Тут затуманившийся воспоминаниями взгляд её пал на пустое место за столом.

– Николенька? Ах ты ж, стервец такой, ах ты ж…

Поздно. Осчастливленный свободой своей, молодой человек весьма вовремя утёк из дому. Яркое июньское солнце встретило его тёплыми объятиями, свежий ветер расцеловал в обе щеки, а ноги сами понесли за околицу, огородами, мимо зелёных яблонь и слив, в сторону тихой Диканьки. Именно там, в середине села, стояла огороженная плетнём добротная ухоженная хата, где с божьего благословения проживал сельский Тор, его единственный друг, добрейшей души кузнец Вакула.

Когда молодой паныч был ещё сопливым мальчишкой, именно Вакула, хоть и на год младше возрастом, отважно защищал Николя от компании соседских задир. В свою очередь и Николя проникся искренней дружбой к смуглому, крепколобому малышу, с трёх лет помогавшему отцу в кузне, и даже за год или два худо-бедно выучил приятеля грамоте. И тот и другой выросли, оба рано потеряли отцов, но если Николя от тяжёлого потрясения ударился в книги, то сын кузнеца с крестьянской основательностью продолжил родительское дело…

– Здрасьте, тётя Солоха, а Вакула дома? – ещё от плетня, не заходя во двор, крикнул недавний выпускник-гимназист.

– Нема его в хати, – сухо поджала сочные губы всё ещё роскошная женщина неполных сорока лет, поправляя расшитый платок, накинутый поверх заправленной в юбку рубахи. Вакула не раз рассказывал приятелю, что на его маму до сих пор изрядно заглядываются многие именитые козаки.

– А тебе он на що? Геть отседа! – Солоха недолюбливала молодого человека, никогда не скрывая своего неприятия их дружбы с её сыном, а потому возмущённо продолжила: – От дурень так дурень! Плечи шире, чем бричка у заседателя, а ума Бог дал не более, як трезвому куму на именинах у свояченицы. Говоришь ему: он паныч, а ты хто?! Ты що, ровня ему чи как? Та щоб он гикнулся от своей учёбы, ты будешь мать слухать?! Щоб у вас обоих под глазом по пузырю с копну величиной набежало, у него пид левым, у тя пид правым! Щоб вас пчёлы в язык покусали! Щоб вин… ой лышенько, ох серденько боли-ить…

Всё это и Николя, и Вакула слышали не раз и научились пропускать мимо ушей. Если дома друга не было, значит, он мог быть только в кузнице. Молодой гимназист пуще прежнего припустил вдоль околицы туда, где на самом отшибе стояла маленькая низкая хатка с кривой трубой и залихватски забекрененной крышей, на манер запорожских капелюх.
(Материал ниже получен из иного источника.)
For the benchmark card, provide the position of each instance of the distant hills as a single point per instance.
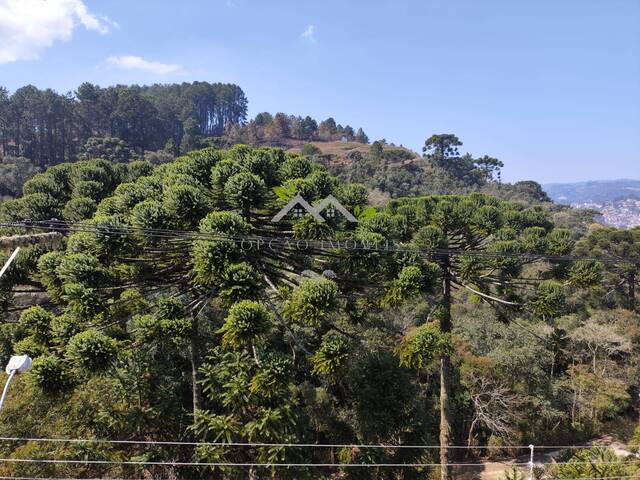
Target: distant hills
(618, 201)
(597, 192)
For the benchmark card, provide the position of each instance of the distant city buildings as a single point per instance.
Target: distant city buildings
(624, 213)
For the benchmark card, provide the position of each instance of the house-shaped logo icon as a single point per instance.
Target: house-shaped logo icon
(330, 205)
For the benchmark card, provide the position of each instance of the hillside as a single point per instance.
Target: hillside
(593, 192)
(617, 200)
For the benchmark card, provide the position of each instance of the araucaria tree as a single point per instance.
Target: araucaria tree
(159, 320)
(465, 244)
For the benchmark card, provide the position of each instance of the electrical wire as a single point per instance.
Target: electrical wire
(300, 244)
(289, 445)
(273, 464)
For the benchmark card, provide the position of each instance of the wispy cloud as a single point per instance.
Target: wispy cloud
(27, 27)
(133, 62)
(309, 34)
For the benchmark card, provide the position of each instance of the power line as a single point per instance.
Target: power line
(286, 445)
(276, 465)
(265, 242)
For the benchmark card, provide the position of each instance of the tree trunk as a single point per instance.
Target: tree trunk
(632, 291)
(446, 388)
(194, 358)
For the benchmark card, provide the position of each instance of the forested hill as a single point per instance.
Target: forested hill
(595, 191)
(48, 127)
(40, 128)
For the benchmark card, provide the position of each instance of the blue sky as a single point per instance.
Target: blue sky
(552, 88)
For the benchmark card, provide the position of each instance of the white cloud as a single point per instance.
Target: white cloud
(29, 26)
(309, 34)
(132, 62)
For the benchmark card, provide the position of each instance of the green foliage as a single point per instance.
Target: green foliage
(595, 462)
(107, 148)
(246, 322)
(50, 374)
(244, 191)
(187, 204)
(36, 322)
(331, 356)
(92, 351)
(14, 172)
(79, 208)
(312, 302)
(295, 167)
(422, 345)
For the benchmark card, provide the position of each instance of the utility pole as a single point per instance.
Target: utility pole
(18, 241)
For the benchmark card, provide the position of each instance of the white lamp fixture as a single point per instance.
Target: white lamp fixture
(17, 364)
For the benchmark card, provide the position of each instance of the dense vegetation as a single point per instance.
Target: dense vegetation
(204, 339)
(49, 128)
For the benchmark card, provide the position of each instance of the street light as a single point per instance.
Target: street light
(17, 364)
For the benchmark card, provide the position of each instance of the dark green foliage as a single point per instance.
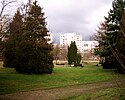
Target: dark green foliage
(34, 58)
(14, 33)
(72, 53)
(28, 50)
(79, 58)
(108, 36)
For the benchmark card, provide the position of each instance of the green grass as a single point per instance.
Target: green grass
(11, 81)
(107, 94)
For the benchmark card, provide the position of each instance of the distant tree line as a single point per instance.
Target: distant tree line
(26, 49)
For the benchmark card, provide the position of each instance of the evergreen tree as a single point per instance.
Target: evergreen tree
(13, 35)
(78, 59)
(34, 49)
(28, 47)
(72, 53)
(110, 33)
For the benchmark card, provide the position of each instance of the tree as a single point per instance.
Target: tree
(72, 53)
(109, 35)
(14, 34)
(55, 52)
(32, 50)
(79, 57)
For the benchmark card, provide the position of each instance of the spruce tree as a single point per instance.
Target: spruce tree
(34, 51)
(109, 36)
(13, 35)
(72, 54)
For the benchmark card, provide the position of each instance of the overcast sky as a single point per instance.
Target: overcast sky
(79, 16)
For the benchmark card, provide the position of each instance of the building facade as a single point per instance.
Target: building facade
(86, 48)
(67, 38)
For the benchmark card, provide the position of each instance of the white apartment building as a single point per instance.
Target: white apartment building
(84, 47)
(49, 37)
(67, 38)
(88, 46)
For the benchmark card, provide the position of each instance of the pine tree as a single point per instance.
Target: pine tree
(72, 54)
(14, 33)
(109, 39)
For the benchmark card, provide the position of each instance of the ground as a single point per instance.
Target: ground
(63, 92)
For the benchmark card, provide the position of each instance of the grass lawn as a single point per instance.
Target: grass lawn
(107, 94)
(11, 81)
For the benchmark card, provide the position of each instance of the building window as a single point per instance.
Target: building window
(85, 45)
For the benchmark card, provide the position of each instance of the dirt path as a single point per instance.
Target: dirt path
(58, 93)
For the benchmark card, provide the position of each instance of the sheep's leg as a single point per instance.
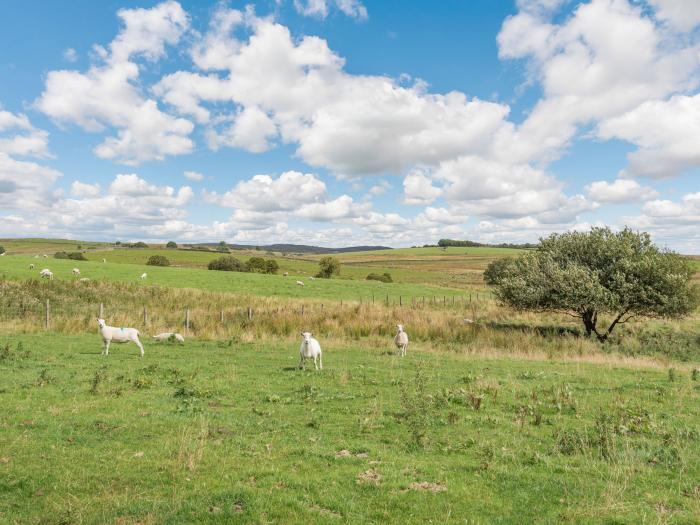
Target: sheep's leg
(138, 343)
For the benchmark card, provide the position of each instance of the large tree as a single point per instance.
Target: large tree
(620, 275)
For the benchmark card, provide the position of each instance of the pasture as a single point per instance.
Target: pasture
(512, 418)
(229, 432)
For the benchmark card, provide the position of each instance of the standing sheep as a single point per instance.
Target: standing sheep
(401, 340)
(310, 349)
(118, 335)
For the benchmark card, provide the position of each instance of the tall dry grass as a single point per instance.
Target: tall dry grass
(75, 306)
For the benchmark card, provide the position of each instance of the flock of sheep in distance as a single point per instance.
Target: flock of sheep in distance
(310, 347)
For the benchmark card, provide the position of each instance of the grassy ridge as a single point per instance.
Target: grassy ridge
(219, 433)
(234, 282)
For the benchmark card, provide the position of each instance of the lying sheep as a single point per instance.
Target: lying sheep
(118, 335)
(310, 349)
(401, 340)
(169, 336)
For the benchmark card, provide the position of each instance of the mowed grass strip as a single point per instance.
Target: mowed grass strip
(17, 267)
(227, 432)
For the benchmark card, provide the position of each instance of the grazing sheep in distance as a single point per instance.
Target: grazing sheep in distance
(118, 335)
(401, 340)
(167, 336)
(310, 349)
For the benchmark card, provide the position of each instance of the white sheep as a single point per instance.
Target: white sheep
(401, 340)
(310, 349)
(166, 336)
(118, 335)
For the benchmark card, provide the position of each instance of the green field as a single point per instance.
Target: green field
(232, 433)
(17, 267)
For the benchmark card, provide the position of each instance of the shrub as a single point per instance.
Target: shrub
(76, 256)
(260, 265)
(328, 267)
(227, 263)
(383, 277)
(158, 260)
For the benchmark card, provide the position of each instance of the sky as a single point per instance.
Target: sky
(348, 122)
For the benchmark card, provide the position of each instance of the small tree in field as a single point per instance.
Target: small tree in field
(328, 267)
(600, 272)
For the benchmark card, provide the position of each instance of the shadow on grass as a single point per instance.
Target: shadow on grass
(543, 331)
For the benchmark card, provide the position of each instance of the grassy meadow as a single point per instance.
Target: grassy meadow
(229, 432)
(512, 418)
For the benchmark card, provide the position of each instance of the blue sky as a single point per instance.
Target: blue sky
(342, 122)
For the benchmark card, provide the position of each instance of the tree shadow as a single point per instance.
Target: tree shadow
(541, 330)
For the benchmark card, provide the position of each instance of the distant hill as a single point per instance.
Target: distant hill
(295, 248)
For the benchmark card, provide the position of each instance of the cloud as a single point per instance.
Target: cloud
(682, 14)
(107, 94)
(320, 8)
(70, 55)
(193, 176)
(620, 191)
(666, 133)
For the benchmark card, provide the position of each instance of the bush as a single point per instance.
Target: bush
(328, 267)
(227, 263)
(158, 260)
(76, 256)
(383, 277)
(260, 265)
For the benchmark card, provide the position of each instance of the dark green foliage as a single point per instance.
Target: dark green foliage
(600, 272)
(76, 256)
(158, 260)
(495, 270)
(227, 263)
(328, 267)
(383, 277)
(260, 265)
Сквозь открытое оконце долетал весёлый перестук молотка и запах свежей краски. Мало кто не знал, что скромный кузнец балуется ещё и «малюванием», а от верного друга тем более никаких секретов не было. Да Николя и сам порой привозил ему разные картинки из Нежинска, по большей части всяких диковинных птиц или заморские цветы, беззастенчиво вырезанные из профессорских энциклопедий.
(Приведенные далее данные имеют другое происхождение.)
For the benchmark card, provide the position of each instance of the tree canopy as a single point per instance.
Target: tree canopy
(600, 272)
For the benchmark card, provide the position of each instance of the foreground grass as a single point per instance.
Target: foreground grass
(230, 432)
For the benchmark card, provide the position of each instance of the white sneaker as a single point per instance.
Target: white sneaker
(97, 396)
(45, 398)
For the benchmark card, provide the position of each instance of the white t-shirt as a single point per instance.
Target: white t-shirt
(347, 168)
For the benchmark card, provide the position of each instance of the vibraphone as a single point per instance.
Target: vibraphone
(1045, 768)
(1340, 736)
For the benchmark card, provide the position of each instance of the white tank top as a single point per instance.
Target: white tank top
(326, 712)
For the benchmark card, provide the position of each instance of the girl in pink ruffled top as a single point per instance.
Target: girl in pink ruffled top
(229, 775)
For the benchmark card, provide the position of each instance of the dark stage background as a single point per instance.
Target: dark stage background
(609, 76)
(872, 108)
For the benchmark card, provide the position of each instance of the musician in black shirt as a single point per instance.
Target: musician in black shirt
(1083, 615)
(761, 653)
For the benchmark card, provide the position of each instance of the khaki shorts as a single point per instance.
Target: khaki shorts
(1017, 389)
– Га-а, кого бачим?! Яку учёну цацу до нашей хаты ветром донесло! – Вакула отложил молот и радостно обнял друга. – А ну, поворотитесь-ка, паныч. Экий важный вы стали, прям как из самого стольного Санкт-Петербургу!

– Словно сто лет не видались, – с улыбкой подтвердил Николя, чуть морщась от боли, ибо кузнец гнул подковы, как гречневые блины. – А я вот с матушкой твоей поздороваться успел.

– Ох, опять, поди, лаялась?

– Вполне умеренно. – Николя пристроился задом на тёплую наковальню и, улыбаясь, спросил: – А что ж, Вакула, правду ли говорят на селе, будто бы твоя мать ведьма?

– Брешут, сучьи бабы, – не очень уверенно откликнулся кузнец, припоминая, как под окнами Солохи поочерёдно трутся и местный дьяк, и степенный козак Чуб, и достойный запорожец Свербыгуз, который ежели начнёт расписывать истории, то все тока за животики хватаются, и даже порой, страшно подумать, сам сельский голова!

А голова на селе это… о-го-го! Это сила и власть, почёт и уважение! Да и кто не мечтает стать головой? Пред ним именитые козаки ломят шапку, девушки при встрече щебечут «добридень!», и даже господин исправник не гнушается откушать у него рюмку водки на Святках или церковном празднике в самом Миргороде.

– Как у тебя с Оксаной?

– Та-а… – неопределённо пожал широкими плечами кузнец и, понизив голос, прошептал: – А у старом храме за Диканькою, бают, шо нечистый балует…

– Расскажи! Ты же знаешь, как я люблю ваши малоросские сказки.

– Так сидайте сюды та слухайте. – Вакула кинул старый тулуп на один из мешков с углём. – Ось шо у нас на той недели такое було… И смех и грех в одной пропорции…

Когда надо, единственный сын красавицы Солохи умел ввернуть учёное словцо, пусть и не всегда вовремя и к месту, но впечатление это всё равно производило чрезвычайное. Девки млели на ходу, и даже сам пан комиссар, качая мудрой головой, почитал разумным добавить лишний грошик за починку колёс своей брички. Учёный человек в наших краях такая же редкость, как турецкий павлин в курятнике. Какой же петух ему там позволит горло драть?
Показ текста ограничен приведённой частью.